Changing stroke rehab and research worldwide now.Time is Brain! trillions and trillions of neurons that DIE each day because there are NO effective hyperacute therapies besides tPA(only 12% effective). I have 523 posts on hyperacute therapy, enough for researchers to spend decades proving them out. These are my personal ideas and blog on stroke rehabilitation and stroke research. Do not attempt any of these without checking with your medical provider. Unless you join me in agitating, when you need these therapies they won't be there.

What this blog is for:

My blog is not to help survivors recover, it is to have the 10 million yearly stroke survivors light fires underneath their doctors, stroke hospitals and stroke researchers to get stroke solved. 100% recovery. The stroke medical world is completely failing at that goal, they don't even have it as a goal. Shortly after getting out of the hospital and getting NO information on the process or protocols of stroke rehabilitation and recovery I started searching on the internet and found that no other survivor received useful information. This is an attempt to cover all stroke rehabilitation information that should be readily available to survivors so they can talk with informed knowledge to their medical staff. It lays out what needs to be done to get stroke survivors closer to 100% recovery. It's quite disgusting that this information is not available from every stroke association and doctors group.

Monday, October 22, 2018

Physiotherapy provision to hospitalised stroke patients: Analysis from the UK Sentinel Stroke National Audit Programme

And just why the fuck are we doing this? Every hospital should know exactly how well stroke protocols were followed and the results that were achieved.  There should be zero deviations from protocols. Unless you have uneducated still believing in; 'All strokes are different, all stroke recoveries are different.' Or you have an incompetent stroke hospital president that doesn't believe in measuring outcomes.

Physiotherapy provision to hospitalised stroke patients: Analysis from the UK Sentinel Stroke National Audit Programme


First Published September 10, 2018 Research Article



The purpose of this study is to investigate which factors are associated with physiotherapy provision to hospitalised stroke patients.

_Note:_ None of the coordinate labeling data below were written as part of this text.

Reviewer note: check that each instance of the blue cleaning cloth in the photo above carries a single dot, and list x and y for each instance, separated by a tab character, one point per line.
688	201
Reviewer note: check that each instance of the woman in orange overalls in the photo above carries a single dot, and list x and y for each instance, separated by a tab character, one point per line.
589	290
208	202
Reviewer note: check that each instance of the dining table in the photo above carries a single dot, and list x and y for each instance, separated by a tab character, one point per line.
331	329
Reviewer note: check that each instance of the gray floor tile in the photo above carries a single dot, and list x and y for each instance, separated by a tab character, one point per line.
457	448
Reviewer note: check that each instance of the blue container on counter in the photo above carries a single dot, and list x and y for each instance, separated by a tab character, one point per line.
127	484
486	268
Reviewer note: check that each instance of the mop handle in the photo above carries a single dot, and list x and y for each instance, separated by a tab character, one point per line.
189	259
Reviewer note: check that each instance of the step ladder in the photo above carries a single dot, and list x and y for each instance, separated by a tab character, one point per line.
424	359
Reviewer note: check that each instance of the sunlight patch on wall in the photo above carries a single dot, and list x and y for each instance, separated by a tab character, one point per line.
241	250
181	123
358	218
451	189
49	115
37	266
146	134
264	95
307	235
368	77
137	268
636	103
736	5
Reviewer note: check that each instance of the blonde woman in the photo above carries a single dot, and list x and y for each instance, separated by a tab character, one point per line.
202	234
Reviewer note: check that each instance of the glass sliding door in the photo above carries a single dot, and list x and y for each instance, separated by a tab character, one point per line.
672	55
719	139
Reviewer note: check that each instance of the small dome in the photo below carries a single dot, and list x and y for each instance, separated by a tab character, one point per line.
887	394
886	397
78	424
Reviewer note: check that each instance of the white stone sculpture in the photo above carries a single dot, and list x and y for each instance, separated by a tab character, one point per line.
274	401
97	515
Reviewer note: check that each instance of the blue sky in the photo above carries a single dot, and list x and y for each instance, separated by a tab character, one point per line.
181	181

Data were analysed for stroke patients admitted to hospital in England and Wales between April 2013 and March 2017 recorded on the Sentinel Stroke National Audit Programme (SSNAP) national stroke register. Associations between different patient factors, and applicability for and intensity of physiotherapy were measured using multi-level logistic and regression models.
Findings: Data from 306,078 patients were included on the SSNAP register. Median age was 77 years (IQR 67–85) and 84.7% of patients with completed stroke severity data had a mild-moderate stroke. In all, 85.2% of patients recorded on SSNAP were deemed applicable for physiotherapy. Applicability for physiotherapy was 47% higher among thrombolysed patients (aOR 1.47, 95% CI 1.40–1.54), 36% lower in those with severe pre-morbid disability (aOR 0.64, 95% CI 0.58–0.71) and more than 2.5-fold higher among patients admitted to hospitals with greater availability of early supported discharge (aOR 2.62, 95% CI 1.28–5.37). Patients who were younger, male, had less pre-morbid disability, lower stroke severity, sustained an infarction, received thrombolysis, and had fewer medical complications were more likely to receive more intensive physiotherapy post-stroke.

Several patient and service organisational factors are associated with physiotherapy provision to stroke patients, some of which may not be justifiable. Physiotherapists should be aware of these factors when planning and delivering physiotherapy as well as any possible biases associated with physiotherapy provision to patients post-stroke.